I do use a case with a magnet to turn the screen off - may be unrelated.

[sharedmedia=core:attachments:32818]
[sharedmedia=core:attachments:32817]


----------



## nhat (Aug 21, 2011)

I'm experiencing the same issue running rooted stock. After 1 day, I was down to 40% battery with less than 2hrs of on-screen time. Keep awake under Android OS is over 5hrs. Deep sleep under CPU Spy is showing deep sleep for 21hrs.


----------



## Sandman007 (Sep 6, 2011)

Get betterybatterystats (free from xda). Take screenshot of partial wake locks, kernel wakelocks and alarms

Sent from my Galaxy Nexus using Xparent Cyan Tapatalk 2


----------



## Natey2 (Jun 7, 2012)

Sample N7 (I'm not having battery issues):















Sent from my Nexus 7 using Tapatalk 2


----------



## Mustang302LX (Jun 28, 2011)

My issue is mediasever not Android OS. Kind of annoying.

P.s. of course you're not having battery issues since you don't use your tablet.

Sent from my Nexus 7 using the RootzWiki app.


----------



## Natey2 (Jun 7, 2012)

Some people have battery issues even when they don't use their tablet, e.g. wakelocks, background processes that excessively drain the battery, etc.
I can't think of an Android device that uses the battery more sparingly than the Nexus 7.


----------



## foo (Jun 15, 2011)

Natey2 said:


> Some people have battery issues even when they don't use their tablet, e.g. wakelocks, background processes that excessively drain the battery, etc.
> I can't think of an Android device that uses the battery more sparingly than the Nexus 7.


Agreed. Love wifi only devices for this reason. I just wish it '_slept_' a little more with wifi on during screen off. I have it set to turn wifi off when screen is off/idle, and it's helped tremendously. It doesn't take but a few seconds to reconnect & establish an IP anyway so it works for my needs.


----------



## Sveke (Jan 28, 2012)

Guvery said:


> I am having some really weird problems with the Android OS draining my battery.
> 
> I am on complete stock, with just my bootloader unlocked.

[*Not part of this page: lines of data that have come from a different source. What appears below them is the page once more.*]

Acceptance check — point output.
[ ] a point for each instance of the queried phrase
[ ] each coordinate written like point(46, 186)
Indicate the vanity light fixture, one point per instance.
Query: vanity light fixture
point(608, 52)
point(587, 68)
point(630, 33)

This is on a fresh install with no bad apps installed (Battery Draining).
> 
> ...


I like gosam battery monitor better.

Download it>open>tap on app usage at bottom>see what app is using the most juice>tap the app>see what processes its running> troubleshoot

Sent from my Grouper


----------



## Sandman007 (Sep 6, 2011)

It's an issue with 4.2. It happens on my Gnex too. I haven't seen any issues with my N7 though

Sent from my Galaxy Nexus using Tapatalk 2


----------



## Sveke (Jan 28, 2012)

Try this....uninstall maps, currents, latitude, etc....

Works for me.

Sent from my Nexus 7


----------